Das CDU-Mobbing hat System. Denn der bekennende Homosexuelle Till Seiler schließt nicht aus, nach der nächsten Bundestagswahl eventuell wieder in den Konstanzer Schuldienst zurückzukehren. Dem wollen die CDU-Räte am Bodensee offensichtlich schon mal einen Riegel vorschieben.

Das große Konzil-Jubiläum

Und auch aus einem anderen Grund kam den Konservativen Seilers Papst-Kritik in die Quere. Denn in Konstanz träumen sie ebenfalls von einem Papstbesuch. Spätestens 2014, wenn an das Konstanzer Konzil (1414-1418) erinnert werden soll, hofft man auf eine Visite des Kirchenführers aus Rom.

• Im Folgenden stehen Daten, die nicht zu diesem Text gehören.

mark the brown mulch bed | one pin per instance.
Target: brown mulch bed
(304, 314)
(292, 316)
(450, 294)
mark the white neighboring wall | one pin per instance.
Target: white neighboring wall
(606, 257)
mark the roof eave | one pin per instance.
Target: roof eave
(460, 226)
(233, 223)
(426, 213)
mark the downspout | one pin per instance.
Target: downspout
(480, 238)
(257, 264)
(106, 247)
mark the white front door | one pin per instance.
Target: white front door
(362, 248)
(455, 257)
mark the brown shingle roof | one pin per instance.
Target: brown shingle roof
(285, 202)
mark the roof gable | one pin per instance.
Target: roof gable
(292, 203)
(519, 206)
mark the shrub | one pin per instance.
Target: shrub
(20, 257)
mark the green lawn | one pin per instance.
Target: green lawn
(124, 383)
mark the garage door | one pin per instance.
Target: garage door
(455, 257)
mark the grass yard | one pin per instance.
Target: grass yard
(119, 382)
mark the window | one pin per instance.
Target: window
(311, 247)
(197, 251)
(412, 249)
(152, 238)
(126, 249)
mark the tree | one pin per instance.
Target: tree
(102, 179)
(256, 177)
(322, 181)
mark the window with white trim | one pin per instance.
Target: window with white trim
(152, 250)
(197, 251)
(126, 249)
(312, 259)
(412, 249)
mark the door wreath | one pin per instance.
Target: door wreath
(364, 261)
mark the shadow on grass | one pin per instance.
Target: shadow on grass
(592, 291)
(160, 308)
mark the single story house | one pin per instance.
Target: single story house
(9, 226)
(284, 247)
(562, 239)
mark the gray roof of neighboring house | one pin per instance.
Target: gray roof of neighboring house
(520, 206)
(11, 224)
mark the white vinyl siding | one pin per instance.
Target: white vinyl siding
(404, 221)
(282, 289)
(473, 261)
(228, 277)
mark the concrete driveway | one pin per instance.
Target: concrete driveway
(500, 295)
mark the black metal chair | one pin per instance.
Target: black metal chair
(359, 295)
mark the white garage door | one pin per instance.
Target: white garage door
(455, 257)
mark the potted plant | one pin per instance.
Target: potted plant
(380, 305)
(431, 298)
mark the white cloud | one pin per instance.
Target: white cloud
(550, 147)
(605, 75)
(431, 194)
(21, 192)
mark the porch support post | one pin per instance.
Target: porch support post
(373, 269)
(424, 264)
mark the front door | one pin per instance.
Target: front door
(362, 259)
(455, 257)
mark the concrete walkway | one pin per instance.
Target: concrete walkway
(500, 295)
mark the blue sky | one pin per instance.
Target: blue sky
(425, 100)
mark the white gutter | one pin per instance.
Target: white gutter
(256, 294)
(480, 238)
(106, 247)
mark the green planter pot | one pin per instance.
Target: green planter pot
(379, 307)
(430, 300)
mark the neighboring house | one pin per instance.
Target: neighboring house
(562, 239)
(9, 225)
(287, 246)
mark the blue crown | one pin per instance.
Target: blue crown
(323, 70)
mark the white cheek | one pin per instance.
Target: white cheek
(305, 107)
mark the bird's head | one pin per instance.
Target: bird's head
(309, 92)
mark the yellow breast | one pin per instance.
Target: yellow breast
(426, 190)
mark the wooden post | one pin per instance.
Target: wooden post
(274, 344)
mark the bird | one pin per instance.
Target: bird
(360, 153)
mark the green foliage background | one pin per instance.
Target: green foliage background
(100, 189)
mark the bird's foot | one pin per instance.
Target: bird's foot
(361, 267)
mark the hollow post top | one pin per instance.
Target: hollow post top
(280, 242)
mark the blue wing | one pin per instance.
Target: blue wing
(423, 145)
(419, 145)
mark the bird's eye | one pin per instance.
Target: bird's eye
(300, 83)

Der Konstanzer Oberbürgermeister Horst Frank hat den »Heiligen Vater« bereits eingeladen. Da mag man kritische Stimmen nicht hören. Denn schließlich, so Frank, würden die Konzilfeierlichkeiten dazu führen, »dass Konstanz endlich auf der europäischen Landkarte einen Platz findet«.